Finance Globe
6 Tips to Help You Build a Bigger Savings
Many people put saving money at or near the top of their list of financial goals. Still, saving money can be tough for people at all income levels. If you've been working toward building a bigger savings, use these tips to help reach your goal.
Spend less than you earn.
Perhaps the most important thing you can do to build your savings is to reduce your spending. Creating a gap between your income and your spending frees up more money for you to save. Cutting back your spending is sometimes easier said than done. Constantly review your monthly expenses, looking for places where you can cut back and save more money.
Set a goal.
Working toward a savings goal can help you stay motivated to save money rather than spend it. Common savings goal include building an emergency fund, saving a home down payment, funding a vacation next year, saving for retirement, or just having more money in a savings account. Make sure your savings goal is realistic (based on your income and expenses) and choose a date to meet your goal. For example, you might set a goal to have $4,000 in your savings account in 12 months. With a fixed goal in mind, you know just how much you need to save each month to reach it and you can track your progress toward meeting that goal.
Set smaller milestones.
It can take several months or even years to finally reach your savings goal depending on the amount you’ve decided to save and the amount you're able to contribute each month. Along the way, you can celebrate smaller successes, or milestones. For example, if you’ve set a $4,000 savings goal, you may have milestones for each $1,000 you save. Reaching milestones shows that you’re making progress and can keep you motivated to continue working towards your goal.
Pay yourself first.
Many people don't put money in saving until the end of the month when they've paid all the bills and have done all the necessary spending. However, the most effective way to reach a savings goal is to put your money in savings first, before you pay any other bills. Then, you fit your other expenses into what’s left after you save.
Make it automatic.
Most banks now give the option of making recurring automatic transfers into another account. You can use this option to automate your savings. Just set the transfer amount and your savings grows with almost no effort on your part. Once you've set up the automatic transfer you only have to make sure there's enough money in your account to cover the transfer and make sure you're leaving enough money to pay the expenses you have left.
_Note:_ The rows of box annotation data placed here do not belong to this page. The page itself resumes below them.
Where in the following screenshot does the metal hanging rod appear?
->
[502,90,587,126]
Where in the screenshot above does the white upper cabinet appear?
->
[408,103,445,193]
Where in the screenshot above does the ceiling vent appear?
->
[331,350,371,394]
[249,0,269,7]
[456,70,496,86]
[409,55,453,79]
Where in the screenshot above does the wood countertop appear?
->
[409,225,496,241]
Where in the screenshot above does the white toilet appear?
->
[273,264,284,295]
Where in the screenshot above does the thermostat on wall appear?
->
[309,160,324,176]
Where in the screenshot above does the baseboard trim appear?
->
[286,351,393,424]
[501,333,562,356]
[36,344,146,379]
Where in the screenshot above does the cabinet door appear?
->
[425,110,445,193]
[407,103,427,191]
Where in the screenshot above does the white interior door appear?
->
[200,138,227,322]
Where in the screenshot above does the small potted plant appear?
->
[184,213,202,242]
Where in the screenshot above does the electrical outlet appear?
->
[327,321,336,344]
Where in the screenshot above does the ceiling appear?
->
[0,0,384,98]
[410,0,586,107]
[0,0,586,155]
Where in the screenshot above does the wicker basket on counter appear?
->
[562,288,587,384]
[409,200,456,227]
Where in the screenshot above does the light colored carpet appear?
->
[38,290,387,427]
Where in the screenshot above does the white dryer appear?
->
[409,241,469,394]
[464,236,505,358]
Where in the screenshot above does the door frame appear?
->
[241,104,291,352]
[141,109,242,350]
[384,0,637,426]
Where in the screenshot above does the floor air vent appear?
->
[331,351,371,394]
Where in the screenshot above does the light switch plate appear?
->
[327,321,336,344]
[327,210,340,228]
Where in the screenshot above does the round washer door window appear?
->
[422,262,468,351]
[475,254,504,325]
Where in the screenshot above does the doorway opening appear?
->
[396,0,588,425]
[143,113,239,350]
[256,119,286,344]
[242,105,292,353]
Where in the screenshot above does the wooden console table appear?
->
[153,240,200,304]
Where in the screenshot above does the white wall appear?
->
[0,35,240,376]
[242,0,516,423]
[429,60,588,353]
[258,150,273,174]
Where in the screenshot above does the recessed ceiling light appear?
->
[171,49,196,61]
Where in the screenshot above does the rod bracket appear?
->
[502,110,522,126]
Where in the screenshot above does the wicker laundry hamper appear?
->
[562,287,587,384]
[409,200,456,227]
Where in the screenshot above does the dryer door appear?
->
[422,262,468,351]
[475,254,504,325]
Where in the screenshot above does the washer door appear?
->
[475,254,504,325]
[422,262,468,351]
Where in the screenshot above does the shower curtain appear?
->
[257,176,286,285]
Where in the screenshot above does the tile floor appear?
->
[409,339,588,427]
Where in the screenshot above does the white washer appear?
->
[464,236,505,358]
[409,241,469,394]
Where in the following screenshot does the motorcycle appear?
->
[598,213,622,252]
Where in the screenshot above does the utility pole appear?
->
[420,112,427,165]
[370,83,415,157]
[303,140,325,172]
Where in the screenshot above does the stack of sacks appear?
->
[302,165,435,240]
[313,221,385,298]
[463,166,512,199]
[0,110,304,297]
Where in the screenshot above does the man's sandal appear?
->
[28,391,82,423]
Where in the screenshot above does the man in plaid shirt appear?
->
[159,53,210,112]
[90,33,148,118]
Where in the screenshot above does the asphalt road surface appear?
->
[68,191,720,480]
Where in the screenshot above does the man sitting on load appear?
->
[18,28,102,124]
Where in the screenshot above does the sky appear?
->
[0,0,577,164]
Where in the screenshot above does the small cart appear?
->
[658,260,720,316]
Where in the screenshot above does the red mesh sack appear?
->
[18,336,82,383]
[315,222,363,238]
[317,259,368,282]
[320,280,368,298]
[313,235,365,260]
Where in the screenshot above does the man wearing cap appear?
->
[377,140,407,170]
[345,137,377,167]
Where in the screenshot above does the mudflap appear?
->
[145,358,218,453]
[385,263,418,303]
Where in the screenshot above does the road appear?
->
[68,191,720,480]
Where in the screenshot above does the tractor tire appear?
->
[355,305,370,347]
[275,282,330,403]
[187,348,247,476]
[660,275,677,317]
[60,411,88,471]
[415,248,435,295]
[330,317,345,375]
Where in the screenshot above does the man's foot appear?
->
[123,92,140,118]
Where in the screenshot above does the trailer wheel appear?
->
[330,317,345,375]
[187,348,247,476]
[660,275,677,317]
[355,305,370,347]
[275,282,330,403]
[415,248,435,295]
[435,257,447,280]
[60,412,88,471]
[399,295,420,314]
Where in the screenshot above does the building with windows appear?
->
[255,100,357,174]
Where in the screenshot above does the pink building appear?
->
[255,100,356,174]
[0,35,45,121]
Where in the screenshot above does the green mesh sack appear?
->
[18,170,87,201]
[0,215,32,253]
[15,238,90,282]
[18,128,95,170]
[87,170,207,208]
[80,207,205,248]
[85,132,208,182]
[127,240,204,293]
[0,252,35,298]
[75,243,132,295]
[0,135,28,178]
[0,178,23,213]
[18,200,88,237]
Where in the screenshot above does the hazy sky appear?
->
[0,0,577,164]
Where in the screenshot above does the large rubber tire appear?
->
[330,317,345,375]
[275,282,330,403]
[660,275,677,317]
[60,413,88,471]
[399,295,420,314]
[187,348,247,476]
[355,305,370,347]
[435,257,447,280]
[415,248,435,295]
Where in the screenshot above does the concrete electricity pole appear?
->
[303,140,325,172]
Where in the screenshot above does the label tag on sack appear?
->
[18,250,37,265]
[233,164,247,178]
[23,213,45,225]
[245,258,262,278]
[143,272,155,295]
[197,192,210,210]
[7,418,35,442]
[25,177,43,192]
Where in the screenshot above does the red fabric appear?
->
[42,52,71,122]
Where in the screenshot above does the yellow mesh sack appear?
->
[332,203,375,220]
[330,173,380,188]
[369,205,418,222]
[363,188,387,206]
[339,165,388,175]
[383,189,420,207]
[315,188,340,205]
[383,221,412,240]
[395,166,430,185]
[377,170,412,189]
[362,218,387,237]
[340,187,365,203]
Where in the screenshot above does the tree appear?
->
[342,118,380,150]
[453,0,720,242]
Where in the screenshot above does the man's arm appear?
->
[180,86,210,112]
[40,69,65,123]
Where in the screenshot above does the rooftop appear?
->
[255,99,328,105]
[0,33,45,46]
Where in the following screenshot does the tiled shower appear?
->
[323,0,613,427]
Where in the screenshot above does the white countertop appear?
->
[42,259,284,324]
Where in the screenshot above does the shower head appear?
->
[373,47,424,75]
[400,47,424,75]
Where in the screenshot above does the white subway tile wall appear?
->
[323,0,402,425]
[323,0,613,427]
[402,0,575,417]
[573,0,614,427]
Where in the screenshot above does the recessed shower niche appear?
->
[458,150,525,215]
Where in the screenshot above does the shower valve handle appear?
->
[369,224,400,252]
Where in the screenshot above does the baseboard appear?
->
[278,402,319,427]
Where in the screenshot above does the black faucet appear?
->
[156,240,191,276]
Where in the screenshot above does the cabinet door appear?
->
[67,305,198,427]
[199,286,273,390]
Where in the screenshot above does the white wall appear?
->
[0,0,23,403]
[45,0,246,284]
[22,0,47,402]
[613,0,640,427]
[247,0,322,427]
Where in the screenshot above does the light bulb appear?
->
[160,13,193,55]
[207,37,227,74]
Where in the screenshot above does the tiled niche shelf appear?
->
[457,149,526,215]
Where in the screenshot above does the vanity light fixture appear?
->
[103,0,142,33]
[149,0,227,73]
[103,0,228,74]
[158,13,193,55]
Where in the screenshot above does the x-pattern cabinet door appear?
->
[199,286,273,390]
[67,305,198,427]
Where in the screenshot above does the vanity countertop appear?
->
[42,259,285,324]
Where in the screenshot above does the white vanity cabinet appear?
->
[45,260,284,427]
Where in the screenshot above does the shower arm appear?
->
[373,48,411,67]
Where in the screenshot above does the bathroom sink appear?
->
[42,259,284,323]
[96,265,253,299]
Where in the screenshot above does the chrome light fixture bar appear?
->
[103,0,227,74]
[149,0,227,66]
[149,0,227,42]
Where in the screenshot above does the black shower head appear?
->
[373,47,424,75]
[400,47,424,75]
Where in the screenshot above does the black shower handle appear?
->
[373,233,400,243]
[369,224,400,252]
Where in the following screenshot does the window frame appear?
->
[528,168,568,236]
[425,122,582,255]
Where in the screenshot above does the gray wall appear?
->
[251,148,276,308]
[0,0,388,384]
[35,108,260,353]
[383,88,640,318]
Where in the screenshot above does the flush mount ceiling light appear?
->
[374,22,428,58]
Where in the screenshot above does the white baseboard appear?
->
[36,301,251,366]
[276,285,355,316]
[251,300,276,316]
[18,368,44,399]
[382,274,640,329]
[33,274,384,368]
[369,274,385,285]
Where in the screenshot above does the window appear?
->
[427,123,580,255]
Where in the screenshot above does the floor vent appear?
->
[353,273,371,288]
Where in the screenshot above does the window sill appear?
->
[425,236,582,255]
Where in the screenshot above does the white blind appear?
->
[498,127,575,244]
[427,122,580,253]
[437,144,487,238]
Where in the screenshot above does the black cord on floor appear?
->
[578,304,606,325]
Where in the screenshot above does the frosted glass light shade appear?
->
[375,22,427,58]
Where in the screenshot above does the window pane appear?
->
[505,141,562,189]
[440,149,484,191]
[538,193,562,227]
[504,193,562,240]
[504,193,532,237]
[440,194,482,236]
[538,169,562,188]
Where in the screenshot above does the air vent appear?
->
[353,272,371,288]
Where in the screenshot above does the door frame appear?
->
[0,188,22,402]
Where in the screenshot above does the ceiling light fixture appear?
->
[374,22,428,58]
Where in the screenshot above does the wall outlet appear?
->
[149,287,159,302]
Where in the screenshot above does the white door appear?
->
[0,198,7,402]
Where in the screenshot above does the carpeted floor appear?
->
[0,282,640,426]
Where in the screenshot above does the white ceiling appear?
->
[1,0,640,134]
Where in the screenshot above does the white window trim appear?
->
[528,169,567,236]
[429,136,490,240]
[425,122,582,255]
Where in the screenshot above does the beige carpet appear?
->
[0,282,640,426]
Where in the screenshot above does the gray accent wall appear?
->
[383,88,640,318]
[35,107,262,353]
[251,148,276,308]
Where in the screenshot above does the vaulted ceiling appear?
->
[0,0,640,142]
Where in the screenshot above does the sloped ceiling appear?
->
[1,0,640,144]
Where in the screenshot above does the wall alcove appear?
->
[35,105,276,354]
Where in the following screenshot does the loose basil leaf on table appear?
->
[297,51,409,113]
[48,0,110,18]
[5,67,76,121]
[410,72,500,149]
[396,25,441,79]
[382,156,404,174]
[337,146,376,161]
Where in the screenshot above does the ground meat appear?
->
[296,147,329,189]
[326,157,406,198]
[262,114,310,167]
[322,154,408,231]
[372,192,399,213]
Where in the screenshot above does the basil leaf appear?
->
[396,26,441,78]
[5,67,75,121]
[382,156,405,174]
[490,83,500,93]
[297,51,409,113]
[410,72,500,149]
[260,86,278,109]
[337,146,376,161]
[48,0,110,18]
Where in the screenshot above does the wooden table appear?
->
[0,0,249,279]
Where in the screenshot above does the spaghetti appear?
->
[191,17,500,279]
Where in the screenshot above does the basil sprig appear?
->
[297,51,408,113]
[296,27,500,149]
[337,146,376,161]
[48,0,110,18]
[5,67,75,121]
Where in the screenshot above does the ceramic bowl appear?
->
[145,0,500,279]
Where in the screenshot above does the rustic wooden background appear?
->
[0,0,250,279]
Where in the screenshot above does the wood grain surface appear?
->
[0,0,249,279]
Make your savings hard-to-reach.
When parents want to keep their kids of the cookie jar, they store the jar out of sight and out of reach. You may have to do the same thing with your savings to keep yourself from dipping into it. For example, it may be a bad idea to keep your savings in an account linked to your main checking account. Instead, consider putting your savings in a bank that you can’t access easily - out of sight and out of reach. You might even invest in a certificate of deposit, or CD, which will lock your money away for a period of time.